Troopers of The Fort Garry Horse marching past the reviewing stand during a church parade, Breda, Netherlands, 5 November 1944.
Dubervill, Frank L., Photographer
Mikan Number: 3199238
Mr. Lee was also part of The Fort Garry Horse Regiment.
"While we were there, the rocket bombs [V-2 long-range ballistic missile] and buzz bombs [V-1 flying bombs] landed in London; and, of course, we were supposed to go into the underground bunkers, bomb shelters, but we didn’t bother with that. We just kept on going around, even though these bombs made quite a bang."
I enlisted after I graduated from high school in 1944, in summer. I fooled around for a little while and then I joined up, enlisted in Winnipeg at Fort Garry [Horse Armoured Regiment] and took my basic training at Fort Osborne [Barracks]. And then after completing that, I was shipped to Camp Shilo for advanced training; and while taking advanced training, a British captain from the British Intelligence Force 136 [Special Operations Executive] came and he was recruiting for Canadian Chinese soldiers for the Burma campaign. So five of us from Camp Shilo joined that group and then in, it was January-February, we were shipped from Camp Shilo to [CFB] Ottawa. And we were in Ottawa and that’s where they gathered the Chinese Canadian soldiers, volunteers for that campaign together. And I remember, I believe there was about 80 of us who then boarded the train in the middle of the night; and went on the train to [CFB] Halifax. And we marched off the train onto the ship, called the [SS] Nieuw Amsterdam.
And this Nieuw Amsterdam was quite a big troop ship. I remember the hammocks; there were about eight layers of bunkers. It was really something being at the top of that, but I think I was close to the bottom. Anyway, they took us seven days to cross and the first few days, most of us were pretty seasick. But after three days, we got over it. We landed at Liverpool, England and then we stayed there, I think, just overnight at Aldershot [the Canadian army’s permanent base in Britain] and then we were shipped from there, we went by train to London. Our group stayed at the 32 Weymouth Street which is the doctor’s area in London. And we did some training there.
We were there, I guess, approximately three weeks; and while we were there, I remember that one of our group, got five of us land army nurses, so we went out together at night. Oh, we just had fun going from here to there, going to dances. And, of course, we couldn’t dance very well, but we had dinners and so on. While we were there, the rocket bombs [V-2 long-range ballistic missile] and buzz bombs [V-1 flying bombs] landed in London; and, of course, we were supposed to go into the underground bunkers, bomb shelters, but we didn’t bother with that. We just kept on going around, even though these bombs made quite a bang.

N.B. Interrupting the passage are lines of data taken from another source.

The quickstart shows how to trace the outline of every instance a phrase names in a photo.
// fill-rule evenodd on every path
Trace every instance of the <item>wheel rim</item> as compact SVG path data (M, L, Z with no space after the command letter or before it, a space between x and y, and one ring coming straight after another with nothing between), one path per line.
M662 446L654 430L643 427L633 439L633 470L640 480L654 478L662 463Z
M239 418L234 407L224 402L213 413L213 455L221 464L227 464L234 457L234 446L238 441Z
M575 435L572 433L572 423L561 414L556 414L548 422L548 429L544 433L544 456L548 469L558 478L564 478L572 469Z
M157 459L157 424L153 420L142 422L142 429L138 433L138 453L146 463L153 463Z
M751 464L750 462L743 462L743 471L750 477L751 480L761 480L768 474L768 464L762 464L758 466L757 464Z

I remember then going back one night, back to our barracks at 32 Weymouth Street and, of course, everything was locked, so I pried open the window and climbed into the dining room there to get up to my room. Our captain heard this, wondering who had broken in; and he came out with a pistol in his hand. He said, oh, you, I’m going to put you “on the peg” [under arrest] for being out late. I didn’t know what happened to the other guys.
But, anyway, we were there in training in Morse code and so on for several weeks. And then at that completion of several weeks, we then went to Liverpool and we boarded the ship called the [SS] Strathcona. It was a small ship; and we joined a convoy of ships to go to India.